Inerrancy: Limited or Unlimited?

From on Jun 19, 2014


Inerrancy: Limited or Unlimited?

The Evangelical View: Unlimited Inerrancy

The famous “Chicago Statement” on Biblical Inerrancy (1978), which was affirmed by some 300 evangelical scholars, was later accepted by the 3000 member Evangelical Theological Society as a guide for understanding inerrancy (2006).  It is not, as some critics imply, the work of one individual or small group of individuals.

Unlimited inerrancy, as embraced by evangelical scholars down through the centuries and expressed  by the International Council on Biblical Inerrancy (ICBI), held  the following:  “We affirm that inspiration… guaranteed true and trustworthy utterance on all matters of which the biblical authors were moved to speak and write” (Article IX).  They added (in Article XII), “We affirm that Scripture in its entirety is inerrant, being free from all falsehood, fraud, or deceit.  We deny that biblical infallibility and inerrancy are limited to spiritual, religious or redemptive themes, exclusive of assertions in the fields of history and science”  It adds, “We affirm that since God is the author of all truth,…the Bible speaks truth when it touches on matters pertaining to nature, history, or anything else” (Article XX). This has been the standard Evangelical view down through the centuries (see John Hannah, Inerrancy and the Church).

The Neoevangelical View: Limited Inerrancy

However, a group of evangelical scholars are now denying the historic evangelical statement of the ICBI in favor of a Neoevangelical view of Limited Inerrancy which limits inerrancy to redemptive matters and denies inerrancy of historical and scientific issues.  This Limited Inerrancy view was presented by Jack Rogers of Fuller Seminary in The Authority and Interpretation of the Bible (1979) and was refuted by John Woodbridge in A Critique of Roger/McKim Proposal (1982).  The new “Battle for the Bible” is all about this same issue.  However, there are some serious problems with this view of Limited Inerrancy.
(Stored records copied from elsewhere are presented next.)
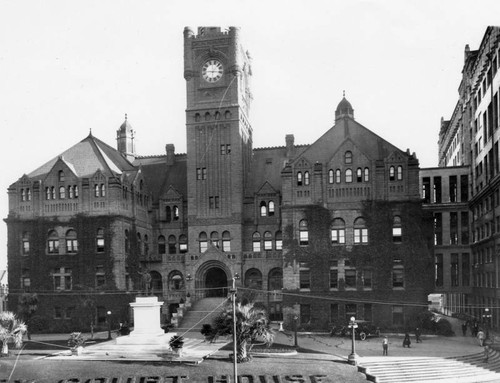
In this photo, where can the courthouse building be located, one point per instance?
(316, 232)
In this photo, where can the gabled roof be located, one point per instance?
(87, 157)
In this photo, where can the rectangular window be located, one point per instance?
(305, 314)
(454, 272)
(350, 278)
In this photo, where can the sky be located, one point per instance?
(71, 67)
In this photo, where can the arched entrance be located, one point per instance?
(215, 282)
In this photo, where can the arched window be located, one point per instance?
(71, 242)
(400, 173)
(278, 241)
(391, 173)
(53, 242)
(338, 231)
(214, 239)
(256, 242)
(306, 178)
(100, 241)
(348, 157)
(182, 244)
(348, 175)
(175, 280)
(172, 244)
(268, 240)
(202, 239)
(62, 192)
(156, 281)
(360, 231)
(299, 178)
(397, 233)
(359, 175)
(161, 245)
(253, 279)
(338, 176)
(303, 233)
(263, 208)
(226, 241)
(271, 208)
(127, 242)
(275, 279)
(146, 245)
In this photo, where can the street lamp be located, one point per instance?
(353, 358)
(233, 294)
(108, 319)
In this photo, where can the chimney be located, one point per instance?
(170, 148)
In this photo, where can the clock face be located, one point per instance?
(212, 71)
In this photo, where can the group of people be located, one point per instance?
(406, 341)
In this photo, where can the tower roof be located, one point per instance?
(344, 109)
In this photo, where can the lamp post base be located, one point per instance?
(353, 359)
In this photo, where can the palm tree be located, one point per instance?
(11, 329)
(252, 325)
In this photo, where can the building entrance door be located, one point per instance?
(216, 282)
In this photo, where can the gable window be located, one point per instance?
(391, 173)
(26, 243)
(397, 230)
(53, 243)
(338, 231)
(203, 241)
(256, 242)
(162, 248)
(71, 242)
(360, 231)
(226, 241)
(306, 178)
(62, 279)
(278, 241)
(348, 175)
(338, 176)
(348, 157)
(263, 209)
(172, 244)
(100, 240)
(268, 241)
(271, 208)
(182, 244)
(303, 233)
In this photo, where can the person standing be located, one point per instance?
(385, 345)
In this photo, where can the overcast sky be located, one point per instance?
(70, 66)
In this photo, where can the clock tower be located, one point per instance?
(217, 71)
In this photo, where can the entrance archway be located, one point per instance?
(215, 282)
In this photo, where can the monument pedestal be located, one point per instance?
(147, 327)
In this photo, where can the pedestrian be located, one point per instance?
(464, 328)
(385, 345)
(418, 333)
(407, 341)
(480, 337)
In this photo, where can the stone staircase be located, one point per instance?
(464, 369)
(201, 312)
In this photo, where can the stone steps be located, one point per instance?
(465, 369)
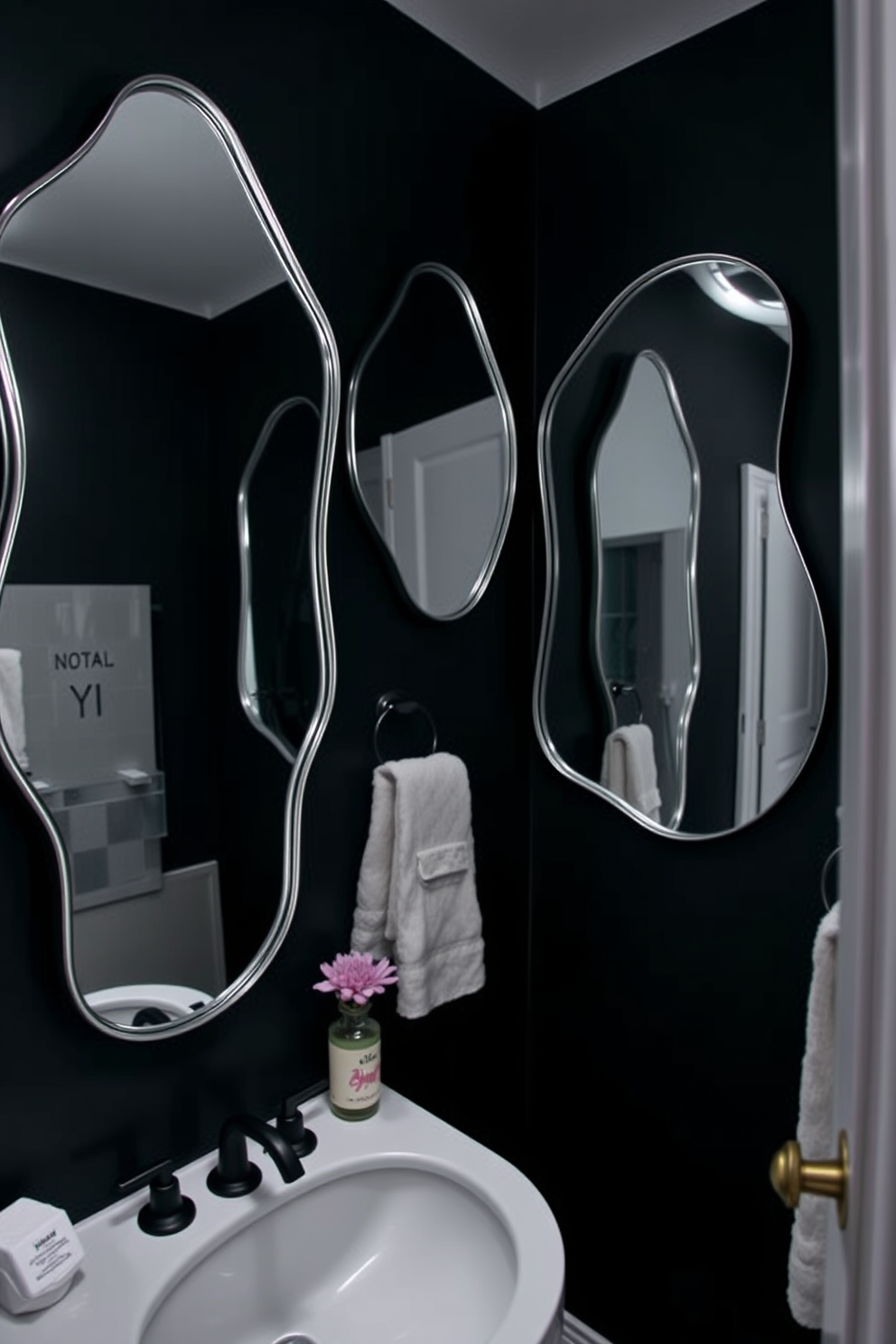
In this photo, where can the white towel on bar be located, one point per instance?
(13, 710)
(815, 1129)
(629, 768)
(416, 886)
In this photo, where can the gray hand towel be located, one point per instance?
(416, 886)
(815, 1129)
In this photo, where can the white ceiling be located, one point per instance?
(548, 49)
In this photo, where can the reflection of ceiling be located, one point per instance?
(154, 211)
(548, 49)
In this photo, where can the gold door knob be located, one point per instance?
(791, 1176)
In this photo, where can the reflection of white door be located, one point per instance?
(448, 492)
(780, 650)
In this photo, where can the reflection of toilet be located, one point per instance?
(123, 1003)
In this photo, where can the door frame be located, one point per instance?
(860, 1304)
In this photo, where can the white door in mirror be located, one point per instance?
(400, 1228)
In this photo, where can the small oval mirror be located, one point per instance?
(432, 443)
(681, 668)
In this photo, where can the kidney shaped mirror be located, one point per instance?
(160, 351)
(681, 668)
(432, 443)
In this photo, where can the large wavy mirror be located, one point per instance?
(681, 669)
(432, 443)
(167, 658)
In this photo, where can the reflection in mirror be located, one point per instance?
(681, 668)
(645, 490)
(432, 443)
(278, 667)
(160, 328)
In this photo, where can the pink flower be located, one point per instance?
(356, 976)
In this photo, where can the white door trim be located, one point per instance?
(860, 1305)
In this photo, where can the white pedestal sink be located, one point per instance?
(402, 1231)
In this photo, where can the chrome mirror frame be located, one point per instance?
(14, 462)
(484, 347)
(248, 696)
(553, 550)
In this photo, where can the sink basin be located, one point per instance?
(402, 1231)
(391, 1253)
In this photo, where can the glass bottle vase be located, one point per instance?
(353, 1063)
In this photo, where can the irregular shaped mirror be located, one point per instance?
(645, 488)
(681, 668)
(432, 445)
(168, 360)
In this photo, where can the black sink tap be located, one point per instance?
(234, 1173)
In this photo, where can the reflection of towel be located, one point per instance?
(416, 890)
(629, 769)
(815, 1129)
(13, 711)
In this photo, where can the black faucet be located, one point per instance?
(234, 1173)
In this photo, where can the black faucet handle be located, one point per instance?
(290, 1124)
(168, 1211)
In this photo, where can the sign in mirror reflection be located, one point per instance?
(156, 322)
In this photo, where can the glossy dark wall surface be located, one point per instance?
(379, 148)
(676, 1038)
(665, 981)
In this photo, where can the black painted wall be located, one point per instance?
(665, 983)
(379, 148)
(677, 1035)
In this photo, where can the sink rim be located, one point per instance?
(399, 1160)
(128, 1274)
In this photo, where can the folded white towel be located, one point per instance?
(815, 1129)
(416, 887)
(13, 711)
(629, 768)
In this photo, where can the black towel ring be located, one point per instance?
(399, 703)
(618, 688)
(825, 873)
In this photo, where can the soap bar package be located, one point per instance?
(39, 1255)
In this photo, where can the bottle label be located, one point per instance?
(355, 1077)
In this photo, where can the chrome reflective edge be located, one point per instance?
(507, 415)
(694, 625)
(553, 562)
(15, 457)
(248, 693)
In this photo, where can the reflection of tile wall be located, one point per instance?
(86, 672)
(113, 835)
(86, 683)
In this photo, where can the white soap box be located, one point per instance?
(39, 1255)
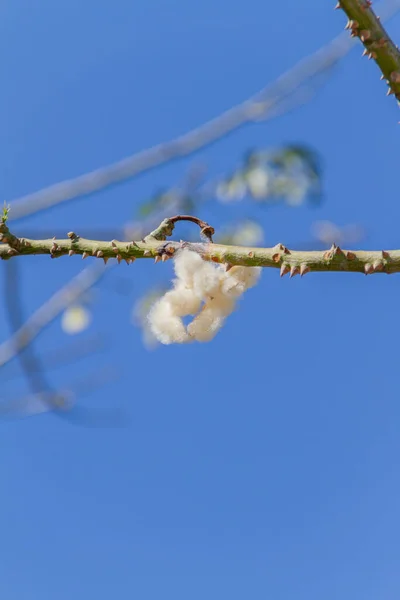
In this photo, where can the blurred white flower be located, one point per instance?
(258, 181)
(75, 318)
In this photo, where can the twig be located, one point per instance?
(49, 311)
(295, 262)
(261, 106)
(364, 24)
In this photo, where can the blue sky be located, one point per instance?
(264, 464)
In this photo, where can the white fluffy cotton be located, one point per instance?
(165, 325)
(211, 318)
(198, 282)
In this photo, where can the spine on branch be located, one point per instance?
(364, 24)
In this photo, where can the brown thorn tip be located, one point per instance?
(368, 268)
(304, 269)
(395, 76)
(284, 269)
(365, 34)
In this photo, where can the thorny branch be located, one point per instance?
(262, 105)
(288, 261)
(364, 24)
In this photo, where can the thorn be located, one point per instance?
(351, 25)
(368, 268)
(304, 269)
(395, 76)
(378, 265)
(365, 34)
(284, 269)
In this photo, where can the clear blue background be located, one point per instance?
(262, 465)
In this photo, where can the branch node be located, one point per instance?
(304, 269)
(284, 269)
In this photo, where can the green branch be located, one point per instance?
(288, 261)
(364, 24)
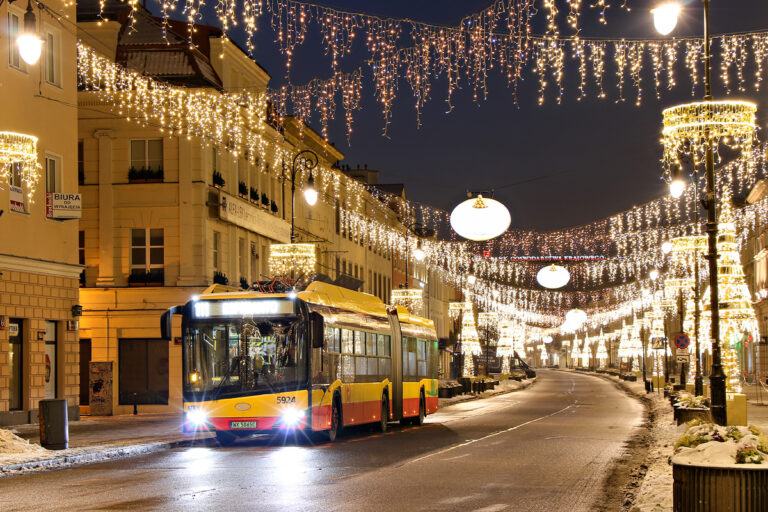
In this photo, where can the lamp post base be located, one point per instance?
(717, 390)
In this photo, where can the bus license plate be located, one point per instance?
(243, 424)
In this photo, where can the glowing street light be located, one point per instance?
(665, 17)
(480, 218)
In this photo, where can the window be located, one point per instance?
(15, 24)
(216, 250)
(80, 162)
(143, 371)
(52, 57)
(81, 254)
(147, 154)
(147, 256)
(241, 255)
(52, 173)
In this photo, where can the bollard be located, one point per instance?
(54, 426)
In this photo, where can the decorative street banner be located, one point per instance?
(63, 206)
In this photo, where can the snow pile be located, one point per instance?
(655, 493)
(707, 444)
(689, 401)
(11, 444)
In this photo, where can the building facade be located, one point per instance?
(39, 270)
(164, 217)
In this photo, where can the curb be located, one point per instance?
(126, 451)
(526, 384)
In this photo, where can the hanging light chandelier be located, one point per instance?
(18, 161)
(553, 277)
(480, 218)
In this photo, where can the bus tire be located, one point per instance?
(225, 438)
(382, 426)
(336, 426)
(419, 420)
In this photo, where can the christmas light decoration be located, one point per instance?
(18, 161)
(689, 129)
(553, 277)
(737, 316)
(411, 299)
(292, 259)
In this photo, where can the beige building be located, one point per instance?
(165, 217)
(39, 269)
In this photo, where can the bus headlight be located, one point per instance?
(291, 417)
(197, 417)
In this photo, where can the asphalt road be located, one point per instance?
(548, 448)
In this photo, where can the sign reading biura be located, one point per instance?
(63, 206)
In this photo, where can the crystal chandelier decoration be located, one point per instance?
(19, 166)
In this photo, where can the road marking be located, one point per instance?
(493, 434)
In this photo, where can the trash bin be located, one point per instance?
(54, 426)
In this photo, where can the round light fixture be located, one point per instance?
(665, 17)
(553, 277)
(480, 218)
(576, 317)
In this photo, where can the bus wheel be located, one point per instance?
(382, 426)
(225, 438)
(333, 432)
(419, 420)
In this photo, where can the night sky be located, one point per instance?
(595, 157)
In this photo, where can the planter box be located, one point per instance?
(703, 488)
(684, 415)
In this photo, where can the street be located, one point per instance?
(549, 447)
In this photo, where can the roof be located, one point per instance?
(324, 294)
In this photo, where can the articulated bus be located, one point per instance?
(314, 361)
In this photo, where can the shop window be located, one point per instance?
(52, 173)
(147, 154)
(143, 374)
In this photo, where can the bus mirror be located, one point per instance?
(317, 328)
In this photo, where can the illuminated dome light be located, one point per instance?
(480, 218)
(676, 188)
(576, 317)
(553, 277)
(665, 17)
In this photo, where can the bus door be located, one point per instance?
(397, 367)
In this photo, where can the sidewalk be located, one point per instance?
(92, 439)
(654, 493)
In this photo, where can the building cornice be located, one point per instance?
(40, 266)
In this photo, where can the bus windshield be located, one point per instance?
(239, 356)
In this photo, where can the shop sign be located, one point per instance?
(16, 195)
(253, 218)
(63, 206)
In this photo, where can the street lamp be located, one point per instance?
(304, 160)
(665, 19)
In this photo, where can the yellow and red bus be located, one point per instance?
(316, 361)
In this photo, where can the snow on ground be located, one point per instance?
(655, 494)
(15, 449)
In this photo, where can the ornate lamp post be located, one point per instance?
(695, 129)
(304, 160)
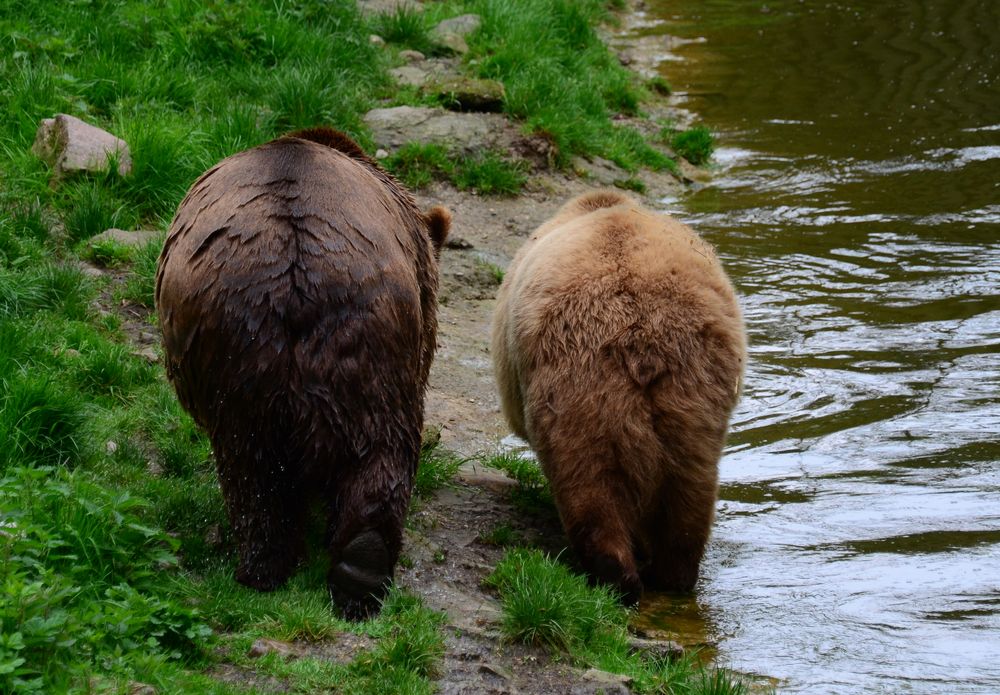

First, it is a denial that the whole Bible is the Word of God.  For if (1) God cannot error (cf. Heb. 6:18; Titus 1:2; Jn. 17:17), and if (2) the Bible is the Word of God (cf. Mt. 5:17-18; Jn. 10:34-35), then it follows logically and necessarily that (3) the Bible cannot error—i.e., it cannot error in anything it affirms. Why? Because it is God’s Word, and God cannot err on anything He asserts.  The God of the Bible is omniscient (all-knowing), and an all-knowing Being cannot err in anything He affirms—whether it is theology, history, or science.

Second, many theological doctrines cannot be separated from their historical and scientific affirmations and implications.  For example, the biblical doctrine of creation cannot be separated from its scientific affirmations that the material world was created and that life has an intelligent Creator.  Likewise, the doctrine of the virgin birth cannot be separated from the affirmations that a male sperm was not involved.  Nor can one’s belief in Jesus’ death and resurrection be separated from the scientific assertions that He died physically or the historical affirmation He rose bodily from the grave.

Third, Jesus said, “If I have told you of earthly things and you do not believe, how can you believe if I tell you of heavenly things?” (Jn. 3:12).  Likewise, if we cannot trust the Bible when it speaks of earthly things, then how can it be trusted when it speaks of heavenly things?  As it has been aptly put, “If we cannot trust the Bible when it speaks of how the heavens go, then how can we trust it when it tells us how to go to heaven?”

Fourth, just as Jesus, God’s living Word, is both God and man without sin (Heb. 4:15), even so the Bible is God’s written word without error (Psa. 19:7).  Appealing, as critics do, to hypothetical errors Jesus assumed to have may have made as a child, misses the whole point, namely, only whatever Jesus (or the Bible) taught is without error, and no one has ever found anything Jesus (or the Bible) taught to have an error in it!

Finally, appealing to Jesus’ (and the Bible’s) limits as a finite medium does not invalidate the claim for complete inerrancy.  For while Jesus in His human nature was limited (Mk. 13:32; Lk. 2:52), He necessarily adapted to human finitude, but there is absolutely no evidence that He ever accommodated to human error!  The same is true of God’s inerrant written Word.  In short, the error is not in the Bible; it is in the Neoevangelical view about the Bible.